A.鍛造は金属をプレスして成形する方法、切削は金属を削って成形する方法
鍛造と切削によるケースは一長一短で、どちらが良い悪いと言う判断基準は一切ない
“時計ケース”と一概に言っても、その形になる前の製造方法はモデルごとに異なる。というのも、ケースの加工方法は、主に“鍛造”と“切削”の2種類にわけられるからだ。
鍛造は金属を繰り返しプレスして成形する製法、日本刀の刀鍛冶がそれにあたる。これにより金属の目が詰まるため、より硬くなる。
また研磨した際にも素が出にくく、磨くほどに輝きを増すというのも特徴。ただ複雑なケース形状の製造には向かないうえ、成形にはいくつもの金型が必要になりコストが掛かるため、採用するメーカーはそれほど多くない。

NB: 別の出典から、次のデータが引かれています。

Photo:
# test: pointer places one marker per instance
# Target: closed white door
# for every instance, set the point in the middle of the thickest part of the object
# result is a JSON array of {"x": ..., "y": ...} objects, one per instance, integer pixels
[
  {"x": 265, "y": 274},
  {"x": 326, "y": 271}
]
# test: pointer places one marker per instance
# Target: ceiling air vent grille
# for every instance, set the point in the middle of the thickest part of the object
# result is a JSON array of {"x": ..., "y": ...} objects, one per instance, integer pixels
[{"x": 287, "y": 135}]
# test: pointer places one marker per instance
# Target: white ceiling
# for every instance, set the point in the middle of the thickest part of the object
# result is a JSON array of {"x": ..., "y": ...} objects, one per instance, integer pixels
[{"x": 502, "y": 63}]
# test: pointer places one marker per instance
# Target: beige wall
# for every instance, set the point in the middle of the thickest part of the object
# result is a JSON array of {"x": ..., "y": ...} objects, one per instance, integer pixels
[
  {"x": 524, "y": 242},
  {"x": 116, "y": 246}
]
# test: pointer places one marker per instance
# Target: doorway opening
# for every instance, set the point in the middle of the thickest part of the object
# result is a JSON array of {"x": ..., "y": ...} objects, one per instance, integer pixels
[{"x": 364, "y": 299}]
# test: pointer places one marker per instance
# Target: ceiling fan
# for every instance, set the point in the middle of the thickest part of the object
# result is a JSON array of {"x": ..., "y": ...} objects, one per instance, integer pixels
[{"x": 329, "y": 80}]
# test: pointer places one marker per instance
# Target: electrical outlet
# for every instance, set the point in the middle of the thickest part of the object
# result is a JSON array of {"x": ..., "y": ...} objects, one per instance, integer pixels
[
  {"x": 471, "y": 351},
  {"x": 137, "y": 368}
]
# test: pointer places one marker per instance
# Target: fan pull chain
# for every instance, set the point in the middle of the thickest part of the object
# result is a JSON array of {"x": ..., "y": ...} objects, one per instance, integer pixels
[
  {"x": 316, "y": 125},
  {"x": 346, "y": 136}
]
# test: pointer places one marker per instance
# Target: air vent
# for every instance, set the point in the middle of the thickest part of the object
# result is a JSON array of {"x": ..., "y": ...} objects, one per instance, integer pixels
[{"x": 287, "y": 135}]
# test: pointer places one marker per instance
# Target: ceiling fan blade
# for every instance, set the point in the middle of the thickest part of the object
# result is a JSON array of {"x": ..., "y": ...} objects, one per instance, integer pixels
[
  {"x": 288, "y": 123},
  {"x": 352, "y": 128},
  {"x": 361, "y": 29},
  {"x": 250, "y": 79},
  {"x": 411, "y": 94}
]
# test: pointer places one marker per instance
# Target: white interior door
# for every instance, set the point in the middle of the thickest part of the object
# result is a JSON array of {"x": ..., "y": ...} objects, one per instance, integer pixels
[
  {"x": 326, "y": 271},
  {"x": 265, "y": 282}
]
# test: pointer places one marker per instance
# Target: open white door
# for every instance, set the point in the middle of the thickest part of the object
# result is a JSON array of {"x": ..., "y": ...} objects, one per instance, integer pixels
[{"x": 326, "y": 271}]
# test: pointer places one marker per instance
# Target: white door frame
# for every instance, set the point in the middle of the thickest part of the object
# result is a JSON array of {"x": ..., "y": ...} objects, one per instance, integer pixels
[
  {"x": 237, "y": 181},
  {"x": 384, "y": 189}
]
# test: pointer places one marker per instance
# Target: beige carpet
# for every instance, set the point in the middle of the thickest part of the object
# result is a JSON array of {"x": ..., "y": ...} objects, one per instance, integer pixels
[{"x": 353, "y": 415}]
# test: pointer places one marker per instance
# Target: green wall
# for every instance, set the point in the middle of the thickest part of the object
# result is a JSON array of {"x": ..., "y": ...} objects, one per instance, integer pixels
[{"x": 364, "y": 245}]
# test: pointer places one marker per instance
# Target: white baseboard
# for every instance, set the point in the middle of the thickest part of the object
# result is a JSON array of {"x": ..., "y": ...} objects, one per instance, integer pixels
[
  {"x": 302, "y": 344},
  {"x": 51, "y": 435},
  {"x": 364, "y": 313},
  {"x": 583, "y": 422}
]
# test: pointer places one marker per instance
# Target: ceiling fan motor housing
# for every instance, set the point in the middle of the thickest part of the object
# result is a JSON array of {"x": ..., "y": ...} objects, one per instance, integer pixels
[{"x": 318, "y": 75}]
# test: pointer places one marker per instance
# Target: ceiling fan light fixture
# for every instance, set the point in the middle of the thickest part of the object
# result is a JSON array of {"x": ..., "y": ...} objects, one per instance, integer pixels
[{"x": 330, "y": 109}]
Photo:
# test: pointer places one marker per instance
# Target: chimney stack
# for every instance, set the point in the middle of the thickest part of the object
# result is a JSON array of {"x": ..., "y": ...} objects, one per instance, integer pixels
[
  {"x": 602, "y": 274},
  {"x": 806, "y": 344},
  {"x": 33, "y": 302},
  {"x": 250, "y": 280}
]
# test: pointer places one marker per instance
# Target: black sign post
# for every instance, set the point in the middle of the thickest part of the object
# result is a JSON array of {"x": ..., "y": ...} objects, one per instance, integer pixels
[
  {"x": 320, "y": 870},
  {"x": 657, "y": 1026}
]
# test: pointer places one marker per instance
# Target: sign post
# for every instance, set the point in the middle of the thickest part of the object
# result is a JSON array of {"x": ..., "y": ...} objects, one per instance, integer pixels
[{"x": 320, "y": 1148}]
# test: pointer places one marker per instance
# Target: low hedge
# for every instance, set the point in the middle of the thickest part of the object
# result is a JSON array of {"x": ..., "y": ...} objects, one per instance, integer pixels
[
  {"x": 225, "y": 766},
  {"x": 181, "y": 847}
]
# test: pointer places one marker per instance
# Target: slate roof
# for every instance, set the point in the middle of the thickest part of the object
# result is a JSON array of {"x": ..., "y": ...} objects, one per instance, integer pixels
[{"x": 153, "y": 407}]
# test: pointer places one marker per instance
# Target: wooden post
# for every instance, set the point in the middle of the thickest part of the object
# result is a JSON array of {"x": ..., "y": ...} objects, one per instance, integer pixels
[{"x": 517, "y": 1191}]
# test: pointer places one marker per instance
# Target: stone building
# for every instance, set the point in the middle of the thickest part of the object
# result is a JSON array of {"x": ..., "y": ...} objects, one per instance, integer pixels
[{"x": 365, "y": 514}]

ちなみにロレックスはもちろんだが、アップルウォッチのケースも鍛造で作られていて話題となった。
切削は文字どおり、金属を切って成形する製法。加工がしやすく、ケースの形状について制限が少なくなる点が大きなメリットだ。
またエッジを立てやすいことも特徴だが、金属の目がそれほど詰まってはいないため平滑な面は出しにくいと言われる。